IDP Dashboard UI Update: Duplicate headers and sidebars have been removed for a cleaner and more user-friendly interface.
Version 4.8.1On-Premise
System prerequisites have changed. Before upgrading to the new version it is recommended to increase your system specs to a minimum of 16GB. Kindly check this link for the entire pre-requisite list if you are deploying a newer version.
This release primarily focuses on aligning the feature set of our on-premise product with that of our cloud-based offering. It specifically addresses and incorporates all the new features and enhancements that have been introduced to the cloud after version 4.4.1.
In order to continue delivering world-class customizations and smoother upgrades we have decided to change our architecture and move to a microservice framework.
Redis, RabbitMQ and a reverse proxy are required components and pre-packaged with the build. We still offer you the flexibility to use your own separate deployments for each if you wish to do so.
The on-premise deployment can now be done using docker as well as via installer (on Windows) and shell script (on Linux).
January 2nd, 2025
Version 4.8.0Cloud
WHAT'S NEW:
App Approval Workflow: An application request and approval system is added that will allow users to request access to any specified app. Learn more
miniOrange Authenticator App: Added biometric authentication support for the authenticator apps for both iOS and Android. Learn more
Browser Extension Apps: Added support for bulk creation of browser extension apps by uploading CSV.
Single Logout: Added Single Logout support for JWT Providers (IDPs).
IMPROVEMENTS:
Custom User-Profile Fields: The user custom profile attributes user interface is updated and default user signup attributes are merged. Learn more
Email/SMS Templates: Merged Email and SMS Templates pages in a new UI.

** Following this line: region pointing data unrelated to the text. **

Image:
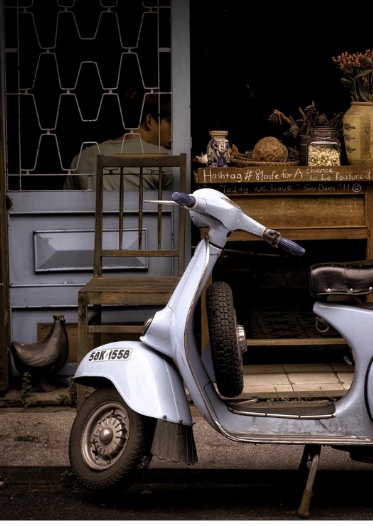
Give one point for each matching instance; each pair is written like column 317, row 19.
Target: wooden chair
column 139, row 250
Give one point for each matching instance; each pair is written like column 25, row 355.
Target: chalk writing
column 269, row 174
column 272, row 188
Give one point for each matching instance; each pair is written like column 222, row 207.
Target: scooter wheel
column 225, row 339
column 109, row 441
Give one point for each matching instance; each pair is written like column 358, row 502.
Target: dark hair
column 154, row 103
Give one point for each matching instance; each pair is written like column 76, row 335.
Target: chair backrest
column 131, row 233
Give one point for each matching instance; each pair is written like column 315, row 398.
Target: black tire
column 226, row 349
column 109, row 441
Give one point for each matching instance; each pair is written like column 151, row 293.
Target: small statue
column 218, row 149
column 44, row 358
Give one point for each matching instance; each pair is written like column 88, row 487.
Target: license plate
column 109, row 354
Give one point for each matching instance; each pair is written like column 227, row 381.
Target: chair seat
column 127, row 290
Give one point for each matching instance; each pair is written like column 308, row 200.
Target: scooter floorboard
column 301, row 409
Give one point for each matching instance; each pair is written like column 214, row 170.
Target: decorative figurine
column 218, row 149
column 44, row 358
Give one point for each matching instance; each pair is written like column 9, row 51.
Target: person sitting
column 152, row 136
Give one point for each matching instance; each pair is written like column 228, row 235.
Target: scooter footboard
column 148, row 382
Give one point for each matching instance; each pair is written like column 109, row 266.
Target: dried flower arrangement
column 358, row 71
column 310, row 118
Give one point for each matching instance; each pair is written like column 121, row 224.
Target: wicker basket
column 240, row 160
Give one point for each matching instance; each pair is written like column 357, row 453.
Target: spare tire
column 227, row 339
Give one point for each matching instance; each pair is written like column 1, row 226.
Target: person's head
column 155, row 111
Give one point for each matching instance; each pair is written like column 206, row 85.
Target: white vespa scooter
column 140, row 408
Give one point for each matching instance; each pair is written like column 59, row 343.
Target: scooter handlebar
column 291, row 246
column 182, row 199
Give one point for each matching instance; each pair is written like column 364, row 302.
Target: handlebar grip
column 291, row 246
column 182, row 199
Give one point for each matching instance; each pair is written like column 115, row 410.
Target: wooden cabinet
column 303, row 203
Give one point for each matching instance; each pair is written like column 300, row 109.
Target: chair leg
column 312, row 453
column 82, row 342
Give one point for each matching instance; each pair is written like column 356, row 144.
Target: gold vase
column 358, row 133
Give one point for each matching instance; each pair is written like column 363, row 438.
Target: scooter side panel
column 147, row 382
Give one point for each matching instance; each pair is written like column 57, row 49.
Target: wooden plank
column 258, row 342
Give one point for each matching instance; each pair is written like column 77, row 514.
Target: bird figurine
column 44, row 358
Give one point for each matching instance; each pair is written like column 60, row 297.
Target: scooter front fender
column 148, row 382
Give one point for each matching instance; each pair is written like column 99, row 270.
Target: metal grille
column 68, row 64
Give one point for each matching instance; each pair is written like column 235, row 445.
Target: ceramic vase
column 358, row 133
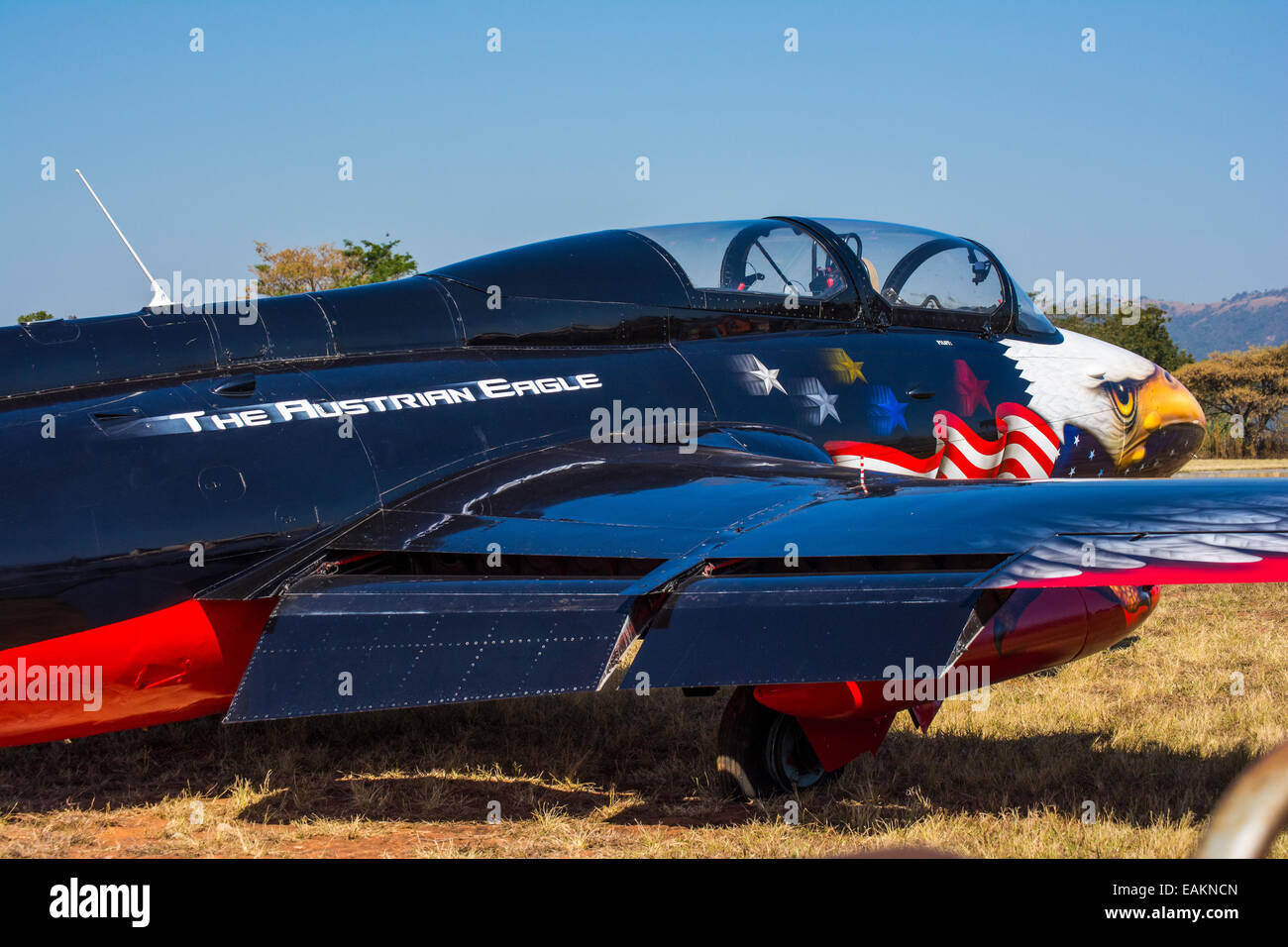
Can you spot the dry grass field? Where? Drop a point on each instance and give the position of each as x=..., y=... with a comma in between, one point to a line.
x=1150, y=733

Radius App: Added options in the Radius app to allow adding a message authenticator and to audit invalid users.
API Authentication Sources: An Application-ID is now sent to API authentication sources in the header while authentication.
BUG FIXES:
Fixed an issue where any value can be set in the SAML authentication validity period option.
Fixed an issue where logout time wasn't set correctly for oauth apps in some cases.
Fixed an issue where Additional Admins were not prompted to set up MFA when the "Enforce users to set up their 2FA Method on First Login" option was enabled.
Fixed some issues faced by Super Admin while searching for users.
Fixed an issue where the organization logo was not visible in Out Of Bound authentication requests.